ただ、増益に貢献したのは不良債権の処理費用の減少だ。融資先の業況が改善、貸し倒れに備えた引当金は46%減った。過去に積んだ引当金も取り崩し利益に計上した。
シティは6四半期連続で黒字を確保。こちらも不良債権関連費用が49%減ったことが増益の主因だ。事業会社の粗利益に当たる純営業収益は約7%も減少。主力の個人向け金融部門は南米やアジア地域が伸びたものの、最大の市場である米国内で収入が大幅に減った。
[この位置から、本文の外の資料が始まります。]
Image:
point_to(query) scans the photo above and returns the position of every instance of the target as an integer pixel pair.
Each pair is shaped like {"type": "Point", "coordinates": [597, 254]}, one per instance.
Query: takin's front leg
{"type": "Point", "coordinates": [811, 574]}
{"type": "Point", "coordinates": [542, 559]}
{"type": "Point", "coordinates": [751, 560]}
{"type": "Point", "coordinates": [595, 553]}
証券・投資銀行部門も減収で、本業の収益力の強化に課題を残した。
ゴールドマン・サックスも稼ぎ頭だった市場取引部門が規制強化の影響もあり大幅な減収となった。債券や株式の引き受けなど投資銀行部門の貢献で純利益は77%増えたが、利益は市場予想を大きく下回った。
住宅バブル崩壊の負の遺産が響いたのも今回の特徴。業績回復の遅れが最も目立つバンカメは住宅ローン担保証券(MBS)の損失に絡む訴訟で投資家に85億ドル(6700億円)を支払うことで和解。88億ドル2600万ドルの最終赤字に陥った。
MBSの損失は、大半が08年に買収した住宅ローン会社カントリー・ワイド・ファイナンシャルの負の遺産。和解には他の投資家が反対して提訴しており、負担額が膨らむ恐れもある。
住宅問題が重荷
住宅ローン関連ではJPモルガン、シティ、ウェルズ・ファーゴも同種の問題を抱える。違法な住宅差し押さえを巡り、各社が司法当局に巨額の和解金を払うとの観測などもある。
JPモルガンは差し押さえ問題に関連して10億ドルの費用を計上し、個人金融部門の利益が大きく減少。ダイモン最高経営責任者(CEO)は「問題の解決にはまだ時間がかかる」としている。
訴訟の先行きには不透明さが伴う。このため適正な引当金の水準などが判断しにくく、市場関係者は「引き続き収益の圧迫要因になる可能性がある」(バークレイズ・キャピタル)とみる。